Model overthinking is a control problem

Most people think more reasoning tokens means more control. In practice, I have ran into the opposite direction sometimes.

Give a model a large thinking budget and the reasoning block can become unhinged. You watch it branch into side quests, framings, unnecessary planning loops, and speculative checks you never asked for. This can happen even after you give strict instructions. The model is not refusing your command. It is expanding the problem until control starts slipping.

That framing matters. The issue is not that more thinking is always bad. The issue is that more thinking sometimes increases variance. When I want maximum control, I often reach for low thinking instead. Shorter reasoning can force the model to stay closer to the rails. It has less room to invent a broader mission for itself.

This becomes a real design trade-off when you are building autonomous agents like Hermes, OpenClaw, or Pi-style systems. In those systems, the model is not just answering. It is acting. If the reasoning starts drifting, the action layer can drift with it. One bad chain of thought can turn into a rogue tool call, a pointless detour, or a messy sequence of steps that still looks justified.

I also suspect this gets worse when you do not maintain context discipline. If you keep reusing the same session for unrelated tasks, the model starts carrying stale intent forward. Old goals, old assumptions, and old tool patterns stay active longer than they should. Then you add a high thinking budget on top of that, and now the model has too much room to think with stale context.
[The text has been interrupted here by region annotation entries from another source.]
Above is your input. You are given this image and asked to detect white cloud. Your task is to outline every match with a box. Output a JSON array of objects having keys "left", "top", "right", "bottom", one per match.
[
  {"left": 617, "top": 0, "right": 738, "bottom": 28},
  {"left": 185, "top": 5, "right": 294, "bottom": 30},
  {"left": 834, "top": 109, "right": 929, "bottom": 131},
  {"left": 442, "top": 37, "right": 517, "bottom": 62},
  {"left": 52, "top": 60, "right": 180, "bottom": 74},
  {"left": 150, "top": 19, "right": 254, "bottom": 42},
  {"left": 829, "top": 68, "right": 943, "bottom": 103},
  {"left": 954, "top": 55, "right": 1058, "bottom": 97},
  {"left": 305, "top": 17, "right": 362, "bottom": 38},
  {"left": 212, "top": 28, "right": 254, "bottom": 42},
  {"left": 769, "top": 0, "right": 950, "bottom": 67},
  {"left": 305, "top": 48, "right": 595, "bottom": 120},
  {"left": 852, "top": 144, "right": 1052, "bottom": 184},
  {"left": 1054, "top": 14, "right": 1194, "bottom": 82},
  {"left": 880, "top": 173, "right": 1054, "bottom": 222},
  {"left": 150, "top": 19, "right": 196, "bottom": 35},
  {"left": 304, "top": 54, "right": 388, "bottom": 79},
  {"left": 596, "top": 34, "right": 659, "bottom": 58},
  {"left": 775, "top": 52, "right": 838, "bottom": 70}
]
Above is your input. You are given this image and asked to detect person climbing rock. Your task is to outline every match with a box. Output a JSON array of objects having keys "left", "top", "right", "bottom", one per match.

This is also why the problem can stay invisible longer than it should. If you are only looking at final answers, you may miss the internal drift. But once the model has tool access, that hidden drift becomes operational. The mistake is no longer theoretical. It touches files, commands, and state.

You probably notice this less in Claude Code or Codex. By default, they usually ask permission before tool calls, and they do not expose the reasoning block in the same way. So the first time you notice the model heading toward a bad action, you still have one intervention point. You can simply say no.

That is why I do not treat higher thinking as an automatic upgrade anymore. Sometimes the right move is less thought, cleaner context, and tighter control.

Maybe Marc Andreessen was right about retardmaxxing.